Patrick on Tuesday tweeted out an article by the Austin American-Statesman that details a nonbinding resolution passed by the UT-Austin Faculty Council this week that reaffirms the group’s academic freedom to teach about race, gender and critical race theory.
“The Faculty Council resolutely rejects any attempts by bodies external to the faculty to restrict or dictate the content of university curriculum on any matter, including matters related to racial and social justice, and will stand firm against any and all encroachment on faculty authority including by the legislature or the Board of Regents,” the Faculty Council resolution reads.
In his tweet, the lieutenant governor vowed to ban the teaching of critical race theory at Texas’ public colleges and universities.
“I will not stand by and let looney Marxist UT professors poison the minds of young students with Critical Race Theory,” Patrick wrote on the social media platform Twitter. “We banned it in publicly funded K-12 and we will ban it in publicly funded higher ed. That’s why we created the Liberty Institute at UT.”
Liberty Institute is a conservative think tank “dedicated to the study and teaching of individual liberty, limited government, private enterprise and free markets.” Last Fall public documents revealed that UT-Austin leaders were working with private donors, including Bob Rowling, a conservative billionaire businessperson and oil company executive Bud Brigham were involved in the project. The two proposals provided by Patrick’s office suggested those involved in the project had political motivations to launch the institute at the flagship university.

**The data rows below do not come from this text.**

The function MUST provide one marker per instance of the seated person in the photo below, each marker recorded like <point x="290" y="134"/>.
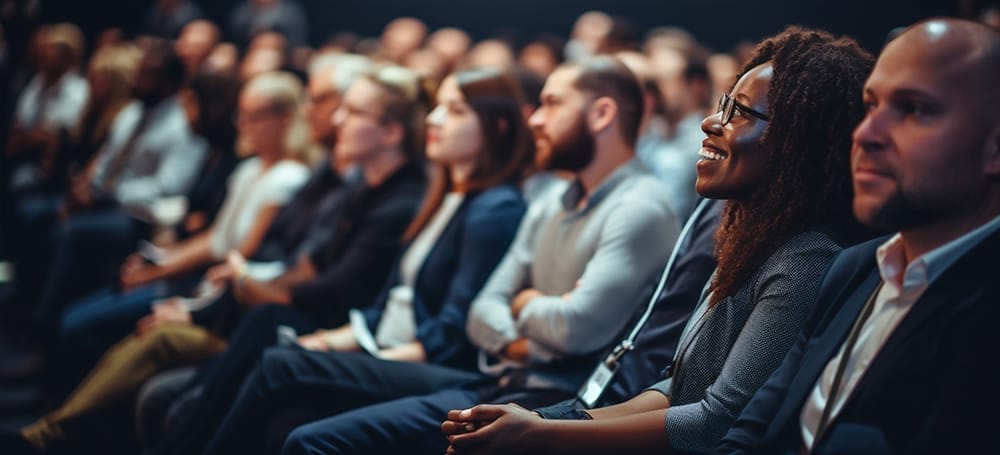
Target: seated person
<point x="784" y="170"/>
<point x="584" y="260"/>
<point x="299" y="226"/>
<point x="380" y="127"/>
<point x="258" y="188"/>
<point x="911" y="320"/>
<point x="481" y="146"/>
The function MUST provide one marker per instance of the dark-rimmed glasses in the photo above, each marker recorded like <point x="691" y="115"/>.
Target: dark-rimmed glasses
<point x="728" y="105"/>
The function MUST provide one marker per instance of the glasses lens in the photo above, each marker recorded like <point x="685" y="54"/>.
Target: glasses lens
<point x="726" y="108"/>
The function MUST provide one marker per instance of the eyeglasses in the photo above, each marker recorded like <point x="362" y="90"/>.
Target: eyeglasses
<point x="261" y="114"/>
<point x="728" y="105"/>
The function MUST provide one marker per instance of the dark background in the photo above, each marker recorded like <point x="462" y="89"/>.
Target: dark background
<point x="718" y="23"/>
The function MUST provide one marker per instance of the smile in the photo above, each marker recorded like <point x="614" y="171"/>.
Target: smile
<point x="712" y="155"/>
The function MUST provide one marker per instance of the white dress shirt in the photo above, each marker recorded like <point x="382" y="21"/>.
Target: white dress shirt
<point x="903" y="284"/>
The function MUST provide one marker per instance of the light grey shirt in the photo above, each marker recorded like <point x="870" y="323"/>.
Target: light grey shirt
<point x="673" y="160"/>
<point x="902" y="287"/>
<point x="591" y="262"/>
<point x="59" y="106"/>
<point x="727" y="351"/>
<point x="164" y="162"/>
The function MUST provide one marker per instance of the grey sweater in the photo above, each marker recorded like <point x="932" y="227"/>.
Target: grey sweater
<point x="591" y="263"/>
<point x="727" y="352"/>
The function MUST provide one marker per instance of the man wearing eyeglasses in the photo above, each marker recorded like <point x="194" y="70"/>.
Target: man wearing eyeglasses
<point x="669" y="145"/>
<point x="899" y="361"/>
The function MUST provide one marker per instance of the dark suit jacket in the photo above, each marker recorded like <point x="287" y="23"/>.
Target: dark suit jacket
<point x="458" y="265"/>
<point x="930" y="389"/>
<point x="657" y="340"/>
<point x="367" y="236"/>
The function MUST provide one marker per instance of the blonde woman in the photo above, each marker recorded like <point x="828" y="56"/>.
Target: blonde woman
<point x="268" y="112"/>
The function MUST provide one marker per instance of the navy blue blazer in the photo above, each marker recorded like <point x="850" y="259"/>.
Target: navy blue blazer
<point x="931" y="389"/>
<point x="458" y="265"/>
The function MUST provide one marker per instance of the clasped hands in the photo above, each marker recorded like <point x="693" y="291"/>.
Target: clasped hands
<point x="492" y="428"/>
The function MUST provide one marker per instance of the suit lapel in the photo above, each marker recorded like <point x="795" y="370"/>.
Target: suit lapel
<point x="963" y="284"/>
<point x="824" y="345"/>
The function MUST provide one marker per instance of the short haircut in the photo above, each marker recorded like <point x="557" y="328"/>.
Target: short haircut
<point x="607" y="76"/>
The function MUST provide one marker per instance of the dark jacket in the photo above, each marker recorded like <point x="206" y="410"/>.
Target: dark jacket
<point x="458" y="265"/>
<point x="367" y="237"/>
<point x="912" y="397"/>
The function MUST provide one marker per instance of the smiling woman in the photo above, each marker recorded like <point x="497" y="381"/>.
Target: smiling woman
<point x="778" y="151"/>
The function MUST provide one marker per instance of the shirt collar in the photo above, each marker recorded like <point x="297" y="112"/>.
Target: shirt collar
<point x="929" y="266"/>
<point x="572" y="196"/>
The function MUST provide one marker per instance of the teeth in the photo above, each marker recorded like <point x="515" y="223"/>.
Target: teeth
<point x="711" y="155"/>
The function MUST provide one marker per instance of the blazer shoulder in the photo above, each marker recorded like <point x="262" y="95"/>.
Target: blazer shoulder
<point x="498" y="196"/>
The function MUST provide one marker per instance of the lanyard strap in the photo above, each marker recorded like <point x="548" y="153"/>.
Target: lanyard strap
<point x="628" y="343"/>
<point x="838" y="378"/>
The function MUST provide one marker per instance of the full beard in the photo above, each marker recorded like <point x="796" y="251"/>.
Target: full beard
<point x="573" y="153"/>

Critical race theory is an academic concept that emerged from a framework for legal analysis. It studies how race and racism have impacted social and local structures in the United States, and has become a cultural flashpoint for conservative state lawmakers across the country over the past year, including in Texas. Last year, Gov. Greg Abbott signed Senate Bill 3 into law that limits what K-12 Texas teachers can discuss concerning social and controversial issues, including topics related to gender, race, and history.